No, I’m not that way.  Or at least I like to think I’m not.   Or maybe — that’s what we all say.

2 thoughts on “Common Indecency

  1. I too, have two distinct and separate aspects of my personality, that I wrestle with and, to the ground, most days. Sometimes I win and sometimes I don’t.

    Personality #1 can get terribly agitated at rude behavior, injustice, gross ignorance and cowardice. I can actually construct scenarios wherein I would “kill off” certain individuals who I think are SO obnoxious, they deserve my wrath. This most certainly extends to and, includes the drivers you mention, the mother in the elevator (providing her impressionable child with fodder for years of therapy) the ALister without a spine or heart and the whole lot.

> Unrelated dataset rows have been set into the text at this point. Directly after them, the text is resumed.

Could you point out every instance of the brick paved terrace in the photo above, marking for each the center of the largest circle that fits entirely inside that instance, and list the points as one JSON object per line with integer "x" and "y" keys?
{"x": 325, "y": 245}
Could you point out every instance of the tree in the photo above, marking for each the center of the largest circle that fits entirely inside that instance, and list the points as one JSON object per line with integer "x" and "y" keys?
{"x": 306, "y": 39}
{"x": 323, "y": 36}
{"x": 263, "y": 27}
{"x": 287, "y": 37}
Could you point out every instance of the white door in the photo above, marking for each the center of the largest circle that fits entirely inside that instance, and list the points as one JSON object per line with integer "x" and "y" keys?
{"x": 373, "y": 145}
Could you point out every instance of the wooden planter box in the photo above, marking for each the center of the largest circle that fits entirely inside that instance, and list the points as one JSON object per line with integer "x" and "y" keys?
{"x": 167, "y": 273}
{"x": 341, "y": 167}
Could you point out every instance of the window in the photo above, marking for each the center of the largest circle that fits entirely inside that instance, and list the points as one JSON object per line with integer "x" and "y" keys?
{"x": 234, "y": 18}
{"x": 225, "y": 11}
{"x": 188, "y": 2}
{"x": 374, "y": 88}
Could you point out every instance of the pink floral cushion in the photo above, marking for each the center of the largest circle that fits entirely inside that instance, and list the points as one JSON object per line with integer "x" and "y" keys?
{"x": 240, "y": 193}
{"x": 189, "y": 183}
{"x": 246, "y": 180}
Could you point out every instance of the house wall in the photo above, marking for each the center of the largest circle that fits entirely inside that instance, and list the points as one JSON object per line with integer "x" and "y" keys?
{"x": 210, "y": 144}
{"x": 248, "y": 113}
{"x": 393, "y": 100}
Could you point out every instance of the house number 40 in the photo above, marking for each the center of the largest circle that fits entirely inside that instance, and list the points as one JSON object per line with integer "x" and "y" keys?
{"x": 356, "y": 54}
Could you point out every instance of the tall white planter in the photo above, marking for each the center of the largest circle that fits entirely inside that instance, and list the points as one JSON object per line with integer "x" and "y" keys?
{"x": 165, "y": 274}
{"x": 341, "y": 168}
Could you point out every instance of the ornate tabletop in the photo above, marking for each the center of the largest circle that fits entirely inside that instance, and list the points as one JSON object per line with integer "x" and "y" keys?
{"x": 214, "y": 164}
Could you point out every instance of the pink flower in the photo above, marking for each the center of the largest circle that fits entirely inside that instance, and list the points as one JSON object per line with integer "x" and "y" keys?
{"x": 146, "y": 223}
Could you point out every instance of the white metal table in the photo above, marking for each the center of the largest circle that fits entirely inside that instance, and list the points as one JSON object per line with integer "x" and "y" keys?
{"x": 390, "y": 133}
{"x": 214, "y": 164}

    Personality #2 is the result of years of observation. Observation of others, and most importantly, bearing witness to how my mind works. It brings to mind a quote from the Dalai Lama, an E lister (enlightened being) who said – “the abuse we receive is their Karma……..what we do about it is ours”.

    Endless are the above mentioned individuals, who are nothing more than tests, opportunities to learn and grow. Ugh! Really??? Yup. I read, I notice, I think, I ponder and process, hopefully integrating these lessons. Some people actually DO behave with mindfulness……most of us are still learning, but we are learning.

    Life is easier now….well, maybe. More likely it is me who takes life easier. The term older and wiser comes to mind. Meh. Probably just older and tired of the drama of the rude, arrogant, self-absorbed and ignorant. Remind me to tell you about Diana Ross sometime……(oops!).

    • I love the Dali Lama advice about nasty people’s expressions are their Karma and what we do about it is ours. I think we all struggle not to get sucked into the “drama” or take the bait when someone is clearly being nasty, callous and trying to evoke a response. I think, with age, you learn to pick and choose your battles. And you know – they call her MISS Ross!!